Sul molo di un piccolo villaggio messicano, un turista americano si ferma e si avvicina ad una piccola imbarcazione di un pescatore del posto.
Si complimenta con il pescatore per la qualità del pesce e gli chiede quanto tempo avesse impiegato per pescarlo.
Il pescatore risponde: “Non ho impiegato molto tempo” e il turista: “Ma allora, perchè non è stato di più, per pescarne di più?”
Il messicano gli spiega che quella esigua quantità era esattamente ciò di cui aveva bisogno per soddisfare le esigenze della sua famiglia.
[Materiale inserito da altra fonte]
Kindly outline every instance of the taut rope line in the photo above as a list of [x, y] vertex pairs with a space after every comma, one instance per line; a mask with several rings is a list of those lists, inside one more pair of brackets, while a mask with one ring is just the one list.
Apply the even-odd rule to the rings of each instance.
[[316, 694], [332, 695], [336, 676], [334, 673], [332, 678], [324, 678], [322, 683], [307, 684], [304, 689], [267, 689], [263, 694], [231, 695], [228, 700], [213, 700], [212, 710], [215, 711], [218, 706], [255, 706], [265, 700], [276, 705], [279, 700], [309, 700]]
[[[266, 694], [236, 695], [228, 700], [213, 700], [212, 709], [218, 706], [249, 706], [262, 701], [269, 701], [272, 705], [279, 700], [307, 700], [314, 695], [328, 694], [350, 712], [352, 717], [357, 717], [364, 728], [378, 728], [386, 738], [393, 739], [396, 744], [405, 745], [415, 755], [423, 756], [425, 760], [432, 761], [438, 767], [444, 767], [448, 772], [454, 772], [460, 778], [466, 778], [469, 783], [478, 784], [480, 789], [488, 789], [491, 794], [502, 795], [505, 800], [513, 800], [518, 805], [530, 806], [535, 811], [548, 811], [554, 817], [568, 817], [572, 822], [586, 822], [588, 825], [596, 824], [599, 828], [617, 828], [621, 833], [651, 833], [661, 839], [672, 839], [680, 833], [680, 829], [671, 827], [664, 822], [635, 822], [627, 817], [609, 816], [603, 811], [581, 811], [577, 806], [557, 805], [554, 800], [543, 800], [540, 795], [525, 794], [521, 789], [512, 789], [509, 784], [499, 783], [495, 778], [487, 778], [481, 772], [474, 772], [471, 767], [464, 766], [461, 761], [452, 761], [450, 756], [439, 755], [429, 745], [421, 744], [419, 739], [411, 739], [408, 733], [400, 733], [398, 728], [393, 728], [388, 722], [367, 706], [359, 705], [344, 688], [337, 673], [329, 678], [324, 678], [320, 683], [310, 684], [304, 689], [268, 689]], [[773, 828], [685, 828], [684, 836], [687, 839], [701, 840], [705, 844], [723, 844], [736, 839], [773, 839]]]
Il turista chiese: “Ma come impiega il resto del suo tempo?” E il pescatore: “Dormo fino a tardi, pesco un po’, gioco con i miei bimbi e faccio la siesta con mia moglie. La sera vado al villaggio, ritrovo gli amici, beviamo insieme qualcosa, suono la chitarra, canto qualche canzone, e via così, trascorro appieno la vita.”
Allorchè il turista fece: “La interrompo subito, sa sono laureato ad Harvard, e posso darle utili suggerimenti su come migliorare.
Prima di tutto dovrebbe pescare più a lungo, ogni giorno di più. Così logicamente pescherebbe di più. Il pesce in più lo potrebbe vendere e comprarsi una barca più grossa. Barca più grossa significa più pesce, più pesce significa più soldi, più soldi più barche… Potrà permettersi un’intera flotta! Quindi invece di vendere il pesce all’uomo medio, potrà negoziare direttamente con le industrie della lavorazione del pesce, potrà a suo tempo aprirsene una sua.
In seguito potrà lasciare il villaggio e trasferirsi a Mexico City o a Los Angeles o magari addirittura a New York! Da lì potrà dirigere un’enorme impresa!”
Il pescatore lo interruppe: “Ma per raggiungere questi obiettivi quanto tempo mi ci vorrebbe?”
E il turista: “20, 25 anni forse” quindi il pescatore chiese: “…e dopo?”
Turista: “Ah dopo, e qui viene il bello, quando il suoi affari avranno raggiunto volumi grandiosi, potrà vendere le azioni e guadagnare miliardi!”
E il pescatore: “miliardi? e poi?”
Turista: “E poi finalmente potrà ritirarsi dagli affari e andare in un piccolo villaggio vicino alla costa, dormire fino a tardi, giocare con i suoi bimbi, pescare un po’ di pesce, fare la siesta, passare le serate con gli amici bevendo qualcosa, suonando la chitarra e trascorrere appieno la vita.”images (1)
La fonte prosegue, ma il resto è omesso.